AUD/USD was seen consolidating its recent strong gains recorded over the past two weeks or so. The Fed’s hawkish outlook…

By financial2020myday , in Forex , at March 25, 2022

AUD/USD was seen consolidating its recent strong gains recorded over the past two weeks or so.
The Fed’s hawkish outlook acted as a tailwind for the USD and kept a lid on any meaningful gains.
A positive risk tone, bullish commodity prices extended some support to the resources-linked aussie.
The AUD/USD pair seesawed between tepid gains/minor losses through the early North American session and for now, seems to have stabilized above the 0.7500 psychological mark.

The pair witnessed a range-bound price action on Friday and consolidated its recent strong bullish run of over 350 pips from the monthly low, around the 0.7165 region touched last week.
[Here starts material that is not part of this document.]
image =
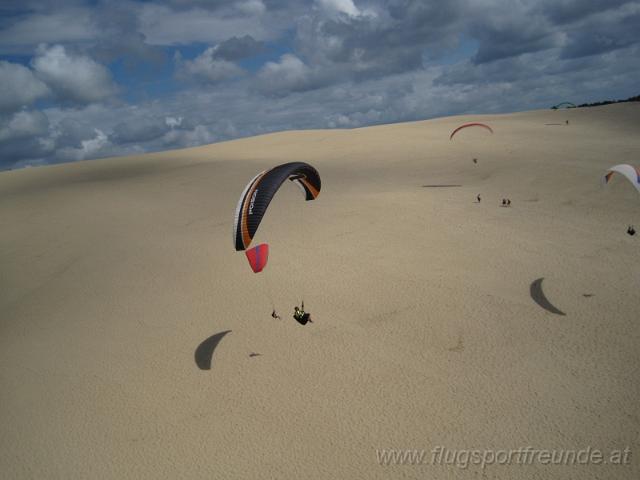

The downside remained cushioned amid a generally positive tone around the equity markets, which tends to benefit the perceived riskier aussie.

Apart from this, bullish commodity prices turned out to be another factor that acted as a tailwind for the resources-linked Australian dollar. That said, the emergence of some US dollar dip-buying held back bulls from placing aggressive bets and kept a lid on any further gains for the AUD/USD pair, at least for the time being.
The greenback drew support from expectations that the Fed would adopt a more aggressive policy stance to bring down unacceptably high inflation. In fact, the markets have been pricing in the possibility of a 50 bps rate hike move at the May meeting. This was reinforced by elevated US bond yields, which underpinned the buck.

Nevertheless, the AUD/USD pair now seems to have found acceptance above the 0.7500 mark and remains on track to post strong gains for the second successive week. Bulls now await sustained break through a resistance marked by the top boundary of an ascending channel extending from the YTD low before placing fresh bets.